Stombock cites the recent hiring of Darren Lenard Hutchinson as the inaugural John Lewis Chair for Civil Rights and Social Justice and establishment of the new Center for Civil Rights and Social Justice as examples of how philanthropic investments can build programs of strategic importance to the school. These initiatives grew from years of conversation within the school and across the university and engagement with key donors that culminated with the landmark gift from Southern Company Foundation, other donors, and alumni. 

With the upcoming capital campaign, Emory Law hopes to raise funds for professorships and chairs in subjects including health law, biomedical innovation, and corporate law as well as corporate law with a focus on innovation, litigation, intellectual property, and constitutional law. According to Bobinski, the proposed new professorships will draw upon Emory Law’s leadership and reputation in these areas. For example, she notes that programs in health care and biomedical innovation “tak[e] advantage of Emory University’s national and global profile in health” to focus on issues that are very important both from a legal standpoint and economically.  

7. Invest in the future 

“My vision overall would be that we would have sufficient endowment to be able to sustain and grow” new and current programs, says Sheffey of the fundraising effort.
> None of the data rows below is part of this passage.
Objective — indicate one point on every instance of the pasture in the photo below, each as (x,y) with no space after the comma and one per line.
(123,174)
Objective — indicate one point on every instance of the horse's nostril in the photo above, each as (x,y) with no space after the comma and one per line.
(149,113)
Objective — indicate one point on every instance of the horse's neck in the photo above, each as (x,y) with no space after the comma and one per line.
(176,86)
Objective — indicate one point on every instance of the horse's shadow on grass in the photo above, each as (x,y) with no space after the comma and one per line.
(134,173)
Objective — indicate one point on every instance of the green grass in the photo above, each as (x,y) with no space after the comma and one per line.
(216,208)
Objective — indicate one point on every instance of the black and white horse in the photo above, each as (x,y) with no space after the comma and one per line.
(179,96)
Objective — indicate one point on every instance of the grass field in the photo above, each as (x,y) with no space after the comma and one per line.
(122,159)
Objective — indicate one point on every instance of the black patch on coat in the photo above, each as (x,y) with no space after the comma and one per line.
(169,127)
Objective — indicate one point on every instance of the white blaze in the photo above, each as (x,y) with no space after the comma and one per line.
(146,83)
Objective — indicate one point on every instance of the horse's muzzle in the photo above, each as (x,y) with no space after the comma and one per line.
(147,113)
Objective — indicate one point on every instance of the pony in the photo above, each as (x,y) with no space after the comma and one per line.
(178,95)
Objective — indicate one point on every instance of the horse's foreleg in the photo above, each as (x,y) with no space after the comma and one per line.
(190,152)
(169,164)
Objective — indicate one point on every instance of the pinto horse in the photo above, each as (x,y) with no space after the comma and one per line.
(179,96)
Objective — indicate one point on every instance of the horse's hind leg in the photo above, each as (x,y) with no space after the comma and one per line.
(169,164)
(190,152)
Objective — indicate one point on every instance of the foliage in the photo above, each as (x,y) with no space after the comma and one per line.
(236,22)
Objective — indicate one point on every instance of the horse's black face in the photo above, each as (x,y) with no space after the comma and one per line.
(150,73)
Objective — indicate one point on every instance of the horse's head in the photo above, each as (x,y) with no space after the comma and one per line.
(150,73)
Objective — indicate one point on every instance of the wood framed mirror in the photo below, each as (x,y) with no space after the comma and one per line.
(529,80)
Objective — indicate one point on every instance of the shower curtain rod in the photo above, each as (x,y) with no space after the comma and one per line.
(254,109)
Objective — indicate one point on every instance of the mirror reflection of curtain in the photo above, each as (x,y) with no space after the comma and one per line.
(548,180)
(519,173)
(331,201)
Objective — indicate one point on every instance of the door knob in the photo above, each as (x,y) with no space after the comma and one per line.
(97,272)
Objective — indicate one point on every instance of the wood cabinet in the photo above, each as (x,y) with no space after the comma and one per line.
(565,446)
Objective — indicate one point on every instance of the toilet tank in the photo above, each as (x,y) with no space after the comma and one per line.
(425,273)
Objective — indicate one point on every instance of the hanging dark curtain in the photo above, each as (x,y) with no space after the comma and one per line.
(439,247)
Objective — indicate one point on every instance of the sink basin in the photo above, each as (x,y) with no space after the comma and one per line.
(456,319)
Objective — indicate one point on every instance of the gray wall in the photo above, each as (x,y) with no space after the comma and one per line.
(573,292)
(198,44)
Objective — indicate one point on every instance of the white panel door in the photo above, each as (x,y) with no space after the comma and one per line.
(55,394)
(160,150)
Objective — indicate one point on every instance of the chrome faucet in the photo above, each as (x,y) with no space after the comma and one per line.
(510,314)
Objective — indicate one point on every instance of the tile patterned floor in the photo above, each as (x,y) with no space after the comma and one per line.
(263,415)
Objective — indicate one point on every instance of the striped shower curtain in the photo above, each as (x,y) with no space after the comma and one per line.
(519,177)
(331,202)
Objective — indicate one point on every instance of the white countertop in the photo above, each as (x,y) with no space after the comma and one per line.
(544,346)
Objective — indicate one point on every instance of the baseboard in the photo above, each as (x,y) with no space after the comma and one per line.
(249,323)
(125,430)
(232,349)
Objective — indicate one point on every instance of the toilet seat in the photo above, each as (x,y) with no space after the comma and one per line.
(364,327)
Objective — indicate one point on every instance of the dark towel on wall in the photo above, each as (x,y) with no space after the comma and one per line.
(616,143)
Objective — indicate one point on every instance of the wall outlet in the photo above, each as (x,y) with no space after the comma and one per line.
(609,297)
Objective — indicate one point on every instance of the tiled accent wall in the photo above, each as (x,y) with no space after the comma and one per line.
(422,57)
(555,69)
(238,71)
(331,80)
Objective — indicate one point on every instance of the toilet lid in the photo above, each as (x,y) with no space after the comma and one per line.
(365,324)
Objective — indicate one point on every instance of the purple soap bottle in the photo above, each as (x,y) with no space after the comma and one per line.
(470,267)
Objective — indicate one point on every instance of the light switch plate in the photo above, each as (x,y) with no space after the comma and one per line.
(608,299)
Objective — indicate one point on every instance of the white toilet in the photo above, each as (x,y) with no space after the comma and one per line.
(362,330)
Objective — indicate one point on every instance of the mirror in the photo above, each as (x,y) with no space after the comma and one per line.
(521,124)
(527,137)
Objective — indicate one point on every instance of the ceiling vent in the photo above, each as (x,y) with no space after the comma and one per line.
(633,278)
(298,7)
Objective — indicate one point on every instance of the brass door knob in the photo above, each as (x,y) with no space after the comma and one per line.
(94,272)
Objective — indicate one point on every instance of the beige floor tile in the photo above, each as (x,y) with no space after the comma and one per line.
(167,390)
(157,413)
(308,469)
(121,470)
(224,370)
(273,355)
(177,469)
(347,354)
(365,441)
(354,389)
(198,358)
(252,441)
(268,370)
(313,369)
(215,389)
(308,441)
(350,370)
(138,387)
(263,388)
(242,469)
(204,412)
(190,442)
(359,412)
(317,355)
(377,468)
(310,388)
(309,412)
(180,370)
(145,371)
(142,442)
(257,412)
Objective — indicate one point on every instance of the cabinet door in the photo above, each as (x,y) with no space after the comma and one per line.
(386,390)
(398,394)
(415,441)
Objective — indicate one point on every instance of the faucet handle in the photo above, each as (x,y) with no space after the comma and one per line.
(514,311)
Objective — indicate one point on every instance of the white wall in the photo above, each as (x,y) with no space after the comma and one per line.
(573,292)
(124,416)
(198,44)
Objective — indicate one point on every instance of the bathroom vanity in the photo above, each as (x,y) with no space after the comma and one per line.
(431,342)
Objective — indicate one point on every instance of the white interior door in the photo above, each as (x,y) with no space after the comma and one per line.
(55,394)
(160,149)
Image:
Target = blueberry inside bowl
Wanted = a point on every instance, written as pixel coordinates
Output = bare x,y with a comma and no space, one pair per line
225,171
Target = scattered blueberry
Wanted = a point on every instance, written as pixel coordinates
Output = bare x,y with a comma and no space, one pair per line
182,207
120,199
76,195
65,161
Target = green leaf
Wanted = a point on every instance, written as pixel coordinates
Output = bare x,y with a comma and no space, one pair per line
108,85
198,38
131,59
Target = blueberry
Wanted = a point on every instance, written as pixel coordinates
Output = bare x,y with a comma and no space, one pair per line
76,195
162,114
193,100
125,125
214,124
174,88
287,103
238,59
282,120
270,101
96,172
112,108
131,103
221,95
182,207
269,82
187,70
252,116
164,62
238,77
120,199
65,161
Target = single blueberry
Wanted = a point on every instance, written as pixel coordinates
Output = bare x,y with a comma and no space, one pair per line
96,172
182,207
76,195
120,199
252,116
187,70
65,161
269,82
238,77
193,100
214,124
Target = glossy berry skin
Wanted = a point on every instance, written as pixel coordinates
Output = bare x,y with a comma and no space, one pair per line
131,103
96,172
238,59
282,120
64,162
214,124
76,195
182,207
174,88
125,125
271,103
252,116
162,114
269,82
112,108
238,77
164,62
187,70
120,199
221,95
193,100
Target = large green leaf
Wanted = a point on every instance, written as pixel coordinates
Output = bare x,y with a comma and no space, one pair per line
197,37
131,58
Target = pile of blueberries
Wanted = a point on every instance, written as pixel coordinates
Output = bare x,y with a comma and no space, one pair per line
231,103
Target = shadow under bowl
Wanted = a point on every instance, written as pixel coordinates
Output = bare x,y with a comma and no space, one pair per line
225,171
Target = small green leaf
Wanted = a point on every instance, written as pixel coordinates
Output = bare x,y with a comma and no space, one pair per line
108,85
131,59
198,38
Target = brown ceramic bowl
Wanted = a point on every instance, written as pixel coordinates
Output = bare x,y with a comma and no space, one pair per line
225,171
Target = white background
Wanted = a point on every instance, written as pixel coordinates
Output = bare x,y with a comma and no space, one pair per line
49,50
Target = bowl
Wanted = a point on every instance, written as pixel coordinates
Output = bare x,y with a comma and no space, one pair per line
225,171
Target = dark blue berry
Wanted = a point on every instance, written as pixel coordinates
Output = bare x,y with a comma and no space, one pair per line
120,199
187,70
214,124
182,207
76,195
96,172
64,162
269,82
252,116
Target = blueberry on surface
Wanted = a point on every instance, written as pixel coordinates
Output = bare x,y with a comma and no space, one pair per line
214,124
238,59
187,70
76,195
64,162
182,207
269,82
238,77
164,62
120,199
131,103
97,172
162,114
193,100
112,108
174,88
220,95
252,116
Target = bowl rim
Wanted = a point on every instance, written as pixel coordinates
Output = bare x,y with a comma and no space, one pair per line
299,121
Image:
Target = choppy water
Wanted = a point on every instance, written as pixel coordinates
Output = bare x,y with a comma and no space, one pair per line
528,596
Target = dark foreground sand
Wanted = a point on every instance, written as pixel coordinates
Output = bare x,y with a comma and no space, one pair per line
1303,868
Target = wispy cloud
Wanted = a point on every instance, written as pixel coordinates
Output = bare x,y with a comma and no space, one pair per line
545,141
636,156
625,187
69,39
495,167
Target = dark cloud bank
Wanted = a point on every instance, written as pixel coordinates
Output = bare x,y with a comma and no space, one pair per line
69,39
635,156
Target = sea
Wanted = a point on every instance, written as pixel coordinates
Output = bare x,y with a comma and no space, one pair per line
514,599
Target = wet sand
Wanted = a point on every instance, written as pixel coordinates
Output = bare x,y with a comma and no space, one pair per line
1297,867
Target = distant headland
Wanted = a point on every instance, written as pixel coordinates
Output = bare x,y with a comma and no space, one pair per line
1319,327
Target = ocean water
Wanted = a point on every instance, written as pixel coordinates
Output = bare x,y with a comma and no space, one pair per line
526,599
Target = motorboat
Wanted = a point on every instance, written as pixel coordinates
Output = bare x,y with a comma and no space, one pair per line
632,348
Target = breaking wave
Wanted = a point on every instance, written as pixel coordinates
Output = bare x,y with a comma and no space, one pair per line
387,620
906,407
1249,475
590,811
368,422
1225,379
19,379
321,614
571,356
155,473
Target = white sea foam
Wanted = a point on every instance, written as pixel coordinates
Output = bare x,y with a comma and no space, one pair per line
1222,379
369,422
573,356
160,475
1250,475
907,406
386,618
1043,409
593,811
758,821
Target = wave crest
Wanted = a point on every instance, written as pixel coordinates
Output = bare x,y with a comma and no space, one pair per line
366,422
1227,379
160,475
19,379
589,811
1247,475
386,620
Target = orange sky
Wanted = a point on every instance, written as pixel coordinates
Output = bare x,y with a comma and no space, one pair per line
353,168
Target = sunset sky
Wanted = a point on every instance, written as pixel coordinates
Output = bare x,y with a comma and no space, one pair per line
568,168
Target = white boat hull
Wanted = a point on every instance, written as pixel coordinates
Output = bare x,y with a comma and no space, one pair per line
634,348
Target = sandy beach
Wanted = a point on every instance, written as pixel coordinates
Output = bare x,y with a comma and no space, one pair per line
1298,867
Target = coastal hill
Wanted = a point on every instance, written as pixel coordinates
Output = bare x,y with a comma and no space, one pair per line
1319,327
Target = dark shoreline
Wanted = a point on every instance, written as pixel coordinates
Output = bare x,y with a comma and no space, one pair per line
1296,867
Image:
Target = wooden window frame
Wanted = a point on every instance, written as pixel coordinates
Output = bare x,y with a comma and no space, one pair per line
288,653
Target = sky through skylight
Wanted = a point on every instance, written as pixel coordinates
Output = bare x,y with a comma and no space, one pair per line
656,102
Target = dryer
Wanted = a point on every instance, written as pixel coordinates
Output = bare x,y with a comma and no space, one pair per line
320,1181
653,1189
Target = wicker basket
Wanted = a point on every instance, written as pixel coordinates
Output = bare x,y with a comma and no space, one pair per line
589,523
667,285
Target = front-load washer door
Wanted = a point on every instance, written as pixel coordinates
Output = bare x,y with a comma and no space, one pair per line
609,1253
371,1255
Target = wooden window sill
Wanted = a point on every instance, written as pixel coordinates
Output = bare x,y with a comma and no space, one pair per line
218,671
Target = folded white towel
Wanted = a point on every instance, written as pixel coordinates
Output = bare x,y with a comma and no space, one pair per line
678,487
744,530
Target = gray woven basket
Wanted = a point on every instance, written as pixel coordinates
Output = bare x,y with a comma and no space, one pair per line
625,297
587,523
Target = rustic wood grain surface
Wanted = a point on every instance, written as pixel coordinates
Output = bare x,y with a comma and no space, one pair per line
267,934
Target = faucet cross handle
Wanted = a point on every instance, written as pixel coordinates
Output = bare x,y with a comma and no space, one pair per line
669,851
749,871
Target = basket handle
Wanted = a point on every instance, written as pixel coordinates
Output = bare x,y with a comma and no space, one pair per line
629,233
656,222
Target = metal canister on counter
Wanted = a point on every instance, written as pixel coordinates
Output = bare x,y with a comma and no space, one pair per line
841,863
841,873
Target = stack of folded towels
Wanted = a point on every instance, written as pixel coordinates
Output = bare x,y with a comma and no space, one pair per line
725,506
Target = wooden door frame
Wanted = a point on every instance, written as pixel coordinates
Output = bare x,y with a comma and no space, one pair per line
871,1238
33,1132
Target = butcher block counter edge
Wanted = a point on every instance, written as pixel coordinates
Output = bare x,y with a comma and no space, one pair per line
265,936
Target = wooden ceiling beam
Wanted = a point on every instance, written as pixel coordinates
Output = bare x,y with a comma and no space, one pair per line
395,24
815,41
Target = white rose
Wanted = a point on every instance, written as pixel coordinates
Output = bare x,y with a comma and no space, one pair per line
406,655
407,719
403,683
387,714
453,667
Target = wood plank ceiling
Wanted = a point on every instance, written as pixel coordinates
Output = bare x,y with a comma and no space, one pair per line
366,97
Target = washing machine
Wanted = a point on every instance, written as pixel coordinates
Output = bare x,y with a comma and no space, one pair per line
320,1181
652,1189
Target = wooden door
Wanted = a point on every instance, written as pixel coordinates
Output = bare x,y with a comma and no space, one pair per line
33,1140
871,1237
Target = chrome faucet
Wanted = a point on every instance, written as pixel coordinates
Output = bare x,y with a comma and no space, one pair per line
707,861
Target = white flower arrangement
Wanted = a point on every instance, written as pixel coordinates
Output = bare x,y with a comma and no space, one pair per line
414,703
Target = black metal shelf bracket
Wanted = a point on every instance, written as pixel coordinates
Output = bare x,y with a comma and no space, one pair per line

For example, Emory Law has volunteer clinics serving veterans and immigrants. “I would love to institutionalize them and expand the services they offer through converting them to academic credit clinics,” Sheffey says. 

“The quality of educational experience here is unparalleled,” remarks Dean Bobinski. For alumni who saw their experience at Emory Law as pivotal both professionally and personally, she says the capital campaign is about “giving back and making these things possible for current and future students.” 

“Now is the time to invest in the future of the school,” Stombock says.